Book Review: Book Categorization by Review

In [1]:
"""
README

NLP: Book Categorization- Exploratory Data Analysis and Cleaning
By. Kevin Lin

This notebook prepares the data for our group's Book Review Categorization project.

We use two files from Kaggle’s “Amazon Books Reviews” dataset, which contains over 3 million reviews:
	•	books_data.csv: Book metadata, including title, author, description, and categories (used as labels)
	•	Books_rating.csv: Customer reviews, including review/text, rating, and other metadata

The notebook:
	•	Merges and cleans both datasets
	•	Filters for valid entries across 16 target categories
	•	Generates stratified samples for training and testing:
	•	14400_strat_samp_training.csv
	•	1600_strat_samp_test.csv


OPTION 1: If "books_data.csv" and "Books_rating.csv" are already in the same folder
as this notebook, leave line below commented out.

OPTION 2: If you're using Colab and the files are not in the same directory,
uncomment the lines below to manually upload them.

"""

# Run this if using Colab
from google.colab import files
uploaded = files.upload()  # Upload "books_data.csv" and "Books_rating.csv"

Saving books_data.csv to books_data.csv


In [None]:
uploaded1 = files.upload()

In [2]:
import pandas as pd
import numpy as np

In [None]:
# NOTE: This is reading over 3 million+ datapoints, it may take ~2 minutes (locally)
df = pd.read_csv("books_data.csv")
df1 = pd.read_csv("Books_rating.csv")

# Preview
print(df.head(10))
print()
print(df.head(10))

In [None]:
# Exploratory Data Analysis

# Caculates number of each category
category_counts = df["categories"].value_counts()
print("--------------All Category Count--------------")
print(category_counts)

"""
We wanted to retain as many relevant categories as we can and we found
16 to be a good number as it represents over 50% of all datapoints and
the least frequent category, "Music" is still easily different from the
others.
"""

category_number = 16 # Number of Categories we want to RETAIN
print("\n------------ Top 16 Category Count------------")
print(category_counts.head(category_number))

# Percentage Share of DF
print(f"\n\nThe top {category_number} category accounts for: {sum(category_counts.head(category_number))/sum(category_counts):.2%} of all datapoints")

In [None]:
title_category_dict = {}
target_categories = [
    'Fiction',
    'Religion',
    'History',
    'Juvenile Fiction',
    'Biography & Autobiography',
    'Business & Economics',
    'Computers',
    'Social Science',
    'Juvenile Nonfiction',
    'Science',
    'Education',
    'Cooking',
    'Sports & Recreation',
    'Family & Relationships',
    'Literary Criticism',
    'Music'
]

# Cleaning of the Category
for row_num, row in df.iterrows():
    if str(row["categories"]).strip("[]").replace("'", "").replace('"', "") in target_categories:
      # Excess and duplicate quotations and brackets removal
      title_category_dict[row["Title"]] = str(row["categories"]).strip("[]").replace("'", "").replace('"', "")

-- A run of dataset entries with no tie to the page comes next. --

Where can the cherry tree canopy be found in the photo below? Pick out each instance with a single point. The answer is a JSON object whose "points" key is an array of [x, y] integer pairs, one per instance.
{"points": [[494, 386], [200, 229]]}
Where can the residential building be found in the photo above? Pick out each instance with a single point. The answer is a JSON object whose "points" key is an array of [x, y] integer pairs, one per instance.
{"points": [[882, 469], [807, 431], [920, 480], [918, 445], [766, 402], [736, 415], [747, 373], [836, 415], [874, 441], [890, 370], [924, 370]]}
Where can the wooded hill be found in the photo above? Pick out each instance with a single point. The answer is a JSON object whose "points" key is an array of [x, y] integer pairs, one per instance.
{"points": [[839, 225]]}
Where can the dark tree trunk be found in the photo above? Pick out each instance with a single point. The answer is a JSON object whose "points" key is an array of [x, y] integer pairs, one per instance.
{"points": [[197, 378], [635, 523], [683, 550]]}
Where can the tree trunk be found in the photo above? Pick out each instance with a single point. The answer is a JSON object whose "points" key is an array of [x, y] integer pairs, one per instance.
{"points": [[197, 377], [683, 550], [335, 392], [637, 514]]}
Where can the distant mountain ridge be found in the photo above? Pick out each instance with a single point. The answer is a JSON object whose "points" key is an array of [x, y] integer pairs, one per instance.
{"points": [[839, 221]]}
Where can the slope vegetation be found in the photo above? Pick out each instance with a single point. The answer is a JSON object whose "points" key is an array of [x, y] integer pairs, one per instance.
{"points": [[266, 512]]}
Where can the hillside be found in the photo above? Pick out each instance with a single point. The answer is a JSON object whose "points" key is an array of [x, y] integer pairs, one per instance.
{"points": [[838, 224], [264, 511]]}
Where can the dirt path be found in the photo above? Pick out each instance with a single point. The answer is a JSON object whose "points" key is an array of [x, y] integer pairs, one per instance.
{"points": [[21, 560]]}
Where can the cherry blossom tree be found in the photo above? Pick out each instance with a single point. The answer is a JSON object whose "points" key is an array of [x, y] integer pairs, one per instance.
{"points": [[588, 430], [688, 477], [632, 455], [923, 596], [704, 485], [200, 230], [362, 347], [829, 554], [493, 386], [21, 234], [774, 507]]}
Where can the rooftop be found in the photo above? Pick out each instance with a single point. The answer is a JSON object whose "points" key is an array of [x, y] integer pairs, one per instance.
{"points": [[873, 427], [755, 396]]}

print(dict(list(title_category_dict.items())[:10]))

In [None]:
# Create a map of title to category since they are in different dataframes

df1["categories"] = df1["Title"].map(title_category_dict)
df1.dropna(subset=["categories"], inplace=True)

print(df1.head(10))

In [None]:
# Map titles to categories
df1["categories"] = df1["Title"].map(title_category_dict)

# Drop rows where no category was found
df1.dropna(subset=["categories"], inplace=True)

# Print counts of each category
print("Counts of each category:")
print(df1["categories"].value_counts())


In [None]:
print(sum(df1["categories"].value_counts())) # Remaining number of reviews out of 3M original

In [None]:
# Creates a pointer
imported_df1 = df1 # If previous step aren't ran again, you can simply read_csv here instead

In [None]:
target_cat_count = {
    'Fiction':0,
    'Religion':0,
    'History':0,
    'Juvenile Fiction':0,
    'Biography & Autobiography':0,
    'Business & Economics':0,
    'Computers':0,
    'Social Science':0,
    'Juvenile Nonfiction':0,
    'Science':0,
    'Education':0,
    'Cooking':0,
    'Sports & Recreation':0,
    'Family & Relationships':0,
    'Literary Criticism':0,
    'Music':0
}

print(f"Number of Target Categories: {len(target_cat_count.keys())}")

In [None]:
# Note that keeping other columns was intentional so we can easily to incorporate other datapoints later if necessary

imported_df1.head(1)

In [None]:
training_df = []
test_df = []

for key, value in target_cat_count.items():
    # Gets the 900 instances of each category
    filtered_training = imported_df1[imported_df1["categories"] == key][0:900]
    training_df.append(filtered_training)

    # Gets the next 100 instances of each category
    filtered_test = imported_df1[imported_df1["categories"] == key][900:1000]
    test_df.append(filtered_test)

training_df = pd.concat(training_df, axis=0)
test_df = pd.concat(test_df, axis=0)

In [None]:
# NOTE: Shuffling is now required since they are in order by category from before

# Shuffle rows

training_df = training_df.sample(frac=1).reset_index(drop=True)
print(training_df.shape)

test_df = test_df.sample(frac=1).reset_index(drop=True)
print(test_df.shape)

# Write to CSV
training_df.to_csv("14400_strat_samp_training.csv", index=False)
test_df.to_csv("1600_strat_samp_test.csv", index=False)